Oleh karena itu, Alphonzus menegaskan agar pemerintah bisa mengambil langkah tepat dalam mengatur impor. Menurutnya, pembatasan dan pemberantasan harus dilakukan pada impor ilegal produk fesyen termasuk tekstil. Sebaliknya, dia meminta agar impor pakaian yang selama ini dilakukan ritel departement store secara legal untuk tidak dihambat.
Musababnya, dia memastikan bahwa banjirnya barang impor ilegal bukan hanya merugikan para pengusaha ritel departement store dan pengusaha mal, tapi dampak lebih buruk yaitu mematikan industri tekstil dalam negeri. Apalagi, daya beli yang melemah berisiko memperburuk keadaan.
“Makanya industri tekstil nasional terdampak, karena diserbu yang murah [impor ilegal], kemudian kebetulan orang kelas menengah bawah daya beli lagi menurun. Ini gayung bersambut,” ucapnya.
Untuk diketahui, PT Matahari Department Store Tbk. (LPPF) menorehkan kinerja lesu sepanjang semester I/2024 seiring dengan penurunan laba bersih dan pendapatan. Mengacu laporan keuangan di laman Bursa Efek Indonesia (BEI), laba bersih LPPF turun 8,44% secara year-on-year (YoY) periode Januari-Juni 2024 menjadi Rp626,1 miliar, dibandingkan periode sama 2023 sebesar Rp683,87 miliar.

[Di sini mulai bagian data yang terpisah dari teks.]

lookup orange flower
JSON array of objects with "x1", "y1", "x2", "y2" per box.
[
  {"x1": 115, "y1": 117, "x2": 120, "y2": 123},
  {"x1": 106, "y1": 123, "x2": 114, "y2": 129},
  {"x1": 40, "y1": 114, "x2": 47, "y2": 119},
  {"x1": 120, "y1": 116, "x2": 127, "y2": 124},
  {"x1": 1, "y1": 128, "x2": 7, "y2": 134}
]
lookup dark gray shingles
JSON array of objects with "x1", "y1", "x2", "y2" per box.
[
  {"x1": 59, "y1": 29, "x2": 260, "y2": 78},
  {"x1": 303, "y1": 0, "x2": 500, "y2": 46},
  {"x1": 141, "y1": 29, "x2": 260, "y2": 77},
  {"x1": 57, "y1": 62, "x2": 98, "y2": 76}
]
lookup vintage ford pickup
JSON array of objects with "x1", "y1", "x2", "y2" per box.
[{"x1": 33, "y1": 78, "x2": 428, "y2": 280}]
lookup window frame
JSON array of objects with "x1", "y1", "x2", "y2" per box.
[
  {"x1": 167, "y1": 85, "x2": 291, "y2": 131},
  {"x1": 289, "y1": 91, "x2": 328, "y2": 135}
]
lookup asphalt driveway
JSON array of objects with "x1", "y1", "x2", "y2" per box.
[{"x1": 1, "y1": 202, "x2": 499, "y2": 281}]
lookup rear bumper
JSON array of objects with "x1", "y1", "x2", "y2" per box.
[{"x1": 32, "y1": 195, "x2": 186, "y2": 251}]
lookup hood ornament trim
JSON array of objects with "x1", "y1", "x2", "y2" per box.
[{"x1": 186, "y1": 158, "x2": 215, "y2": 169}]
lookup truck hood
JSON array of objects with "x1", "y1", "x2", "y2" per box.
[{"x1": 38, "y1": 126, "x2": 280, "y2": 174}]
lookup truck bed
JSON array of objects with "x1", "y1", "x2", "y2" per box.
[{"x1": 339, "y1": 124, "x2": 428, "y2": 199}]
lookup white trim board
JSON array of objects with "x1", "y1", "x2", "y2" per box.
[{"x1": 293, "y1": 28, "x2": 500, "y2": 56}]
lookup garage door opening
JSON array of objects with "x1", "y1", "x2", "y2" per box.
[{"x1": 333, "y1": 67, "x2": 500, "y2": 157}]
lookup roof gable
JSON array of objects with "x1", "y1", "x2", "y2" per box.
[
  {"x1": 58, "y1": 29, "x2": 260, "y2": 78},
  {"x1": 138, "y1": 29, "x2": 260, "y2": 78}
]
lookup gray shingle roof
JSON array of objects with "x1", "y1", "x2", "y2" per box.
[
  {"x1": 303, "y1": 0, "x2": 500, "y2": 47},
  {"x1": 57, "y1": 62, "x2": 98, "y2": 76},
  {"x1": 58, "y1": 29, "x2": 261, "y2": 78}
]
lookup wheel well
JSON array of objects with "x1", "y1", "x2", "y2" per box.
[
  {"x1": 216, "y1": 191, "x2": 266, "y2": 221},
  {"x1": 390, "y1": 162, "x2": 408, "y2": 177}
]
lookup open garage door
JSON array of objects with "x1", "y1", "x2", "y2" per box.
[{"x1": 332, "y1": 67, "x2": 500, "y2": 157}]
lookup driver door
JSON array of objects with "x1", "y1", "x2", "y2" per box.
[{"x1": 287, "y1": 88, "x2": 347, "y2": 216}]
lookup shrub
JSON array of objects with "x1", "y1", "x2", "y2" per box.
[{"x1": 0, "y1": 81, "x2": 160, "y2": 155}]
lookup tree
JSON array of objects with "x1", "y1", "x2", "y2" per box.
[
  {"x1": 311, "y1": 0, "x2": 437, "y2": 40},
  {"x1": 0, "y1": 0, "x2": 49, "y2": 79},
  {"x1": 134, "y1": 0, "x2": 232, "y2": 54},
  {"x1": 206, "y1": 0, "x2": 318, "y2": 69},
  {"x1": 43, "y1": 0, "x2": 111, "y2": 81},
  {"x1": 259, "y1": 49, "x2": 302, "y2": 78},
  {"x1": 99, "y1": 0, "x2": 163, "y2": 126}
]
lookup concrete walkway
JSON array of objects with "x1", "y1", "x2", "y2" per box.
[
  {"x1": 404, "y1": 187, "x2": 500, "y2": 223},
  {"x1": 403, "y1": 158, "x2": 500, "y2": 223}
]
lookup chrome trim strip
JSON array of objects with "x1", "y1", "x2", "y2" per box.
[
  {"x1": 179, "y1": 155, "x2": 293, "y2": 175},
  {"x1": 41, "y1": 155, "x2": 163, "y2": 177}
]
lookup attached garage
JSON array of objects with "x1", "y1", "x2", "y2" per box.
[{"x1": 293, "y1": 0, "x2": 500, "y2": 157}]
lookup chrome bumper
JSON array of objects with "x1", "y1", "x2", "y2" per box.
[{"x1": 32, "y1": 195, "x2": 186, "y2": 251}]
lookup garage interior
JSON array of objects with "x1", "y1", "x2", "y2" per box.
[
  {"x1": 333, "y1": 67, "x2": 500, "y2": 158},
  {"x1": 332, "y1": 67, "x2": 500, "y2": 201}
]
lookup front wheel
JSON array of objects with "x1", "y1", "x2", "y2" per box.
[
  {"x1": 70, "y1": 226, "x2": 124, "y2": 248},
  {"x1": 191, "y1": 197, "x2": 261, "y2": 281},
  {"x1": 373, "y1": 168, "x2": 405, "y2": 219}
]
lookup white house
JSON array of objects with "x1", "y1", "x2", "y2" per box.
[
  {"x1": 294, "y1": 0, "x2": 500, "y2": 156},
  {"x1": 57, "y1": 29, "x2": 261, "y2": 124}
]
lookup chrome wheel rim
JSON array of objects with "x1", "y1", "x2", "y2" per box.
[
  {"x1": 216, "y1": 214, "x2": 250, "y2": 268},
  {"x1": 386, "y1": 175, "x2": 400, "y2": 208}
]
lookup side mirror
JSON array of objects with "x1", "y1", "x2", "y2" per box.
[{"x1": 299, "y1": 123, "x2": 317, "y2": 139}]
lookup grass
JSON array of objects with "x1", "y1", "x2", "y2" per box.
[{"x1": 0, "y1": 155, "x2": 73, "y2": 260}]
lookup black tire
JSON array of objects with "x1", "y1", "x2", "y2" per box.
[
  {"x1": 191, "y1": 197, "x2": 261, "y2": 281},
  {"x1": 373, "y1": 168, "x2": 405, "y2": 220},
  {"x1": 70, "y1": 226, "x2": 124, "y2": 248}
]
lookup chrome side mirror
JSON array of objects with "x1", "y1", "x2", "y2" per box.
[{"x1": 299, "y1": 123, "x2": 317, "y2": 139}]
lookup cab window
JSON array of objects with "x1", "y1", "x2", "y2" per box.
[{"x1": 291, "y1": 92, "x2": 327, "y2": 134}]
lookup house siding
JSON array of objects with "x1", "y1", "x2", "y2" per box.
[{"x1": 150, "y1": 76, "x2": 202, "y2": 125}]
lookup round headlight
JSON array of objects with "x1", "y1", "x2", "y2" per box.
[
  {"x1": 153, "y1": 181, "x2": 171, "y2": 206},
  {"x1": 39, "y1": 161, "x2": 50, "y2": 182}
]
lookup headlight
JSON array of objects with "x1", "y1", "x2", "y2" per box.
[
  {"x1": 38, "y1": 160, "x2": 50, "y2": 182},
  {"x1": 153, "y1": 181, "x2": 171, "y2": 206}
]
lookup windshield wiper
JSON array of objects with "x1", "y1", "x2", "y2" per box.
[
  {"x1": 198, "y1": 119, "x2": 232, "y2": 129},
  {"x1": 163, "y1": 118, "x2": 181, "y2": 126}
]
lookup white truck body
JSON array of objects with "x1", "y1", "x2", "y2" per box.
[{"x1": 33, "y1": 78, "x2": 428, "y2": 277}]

Turunnya laba bersih LPPF disebabkan pendapatan yang juga turun 2,57% menjadi Rp3,75 triliun, dibandingkan periode 6 bulan pertama 2023 sebesar Rp3,85 triliun.
CEO Matahari, Monish Mansukhani, mengatakan hasil keuangan di paruh pertama 2024 menunjukkan lemahnya kemampuan belanja konsumen yang masih terus berlanjut, terutama untuk pakaian dan alas kaki.
“Meskipun begitu, kami tetap berkomitmen pada rencana-rencana strategis untuk pertumbuhan jangka panjang,” ujarnya dalam keterangan resmi Rabu (24/7/2024).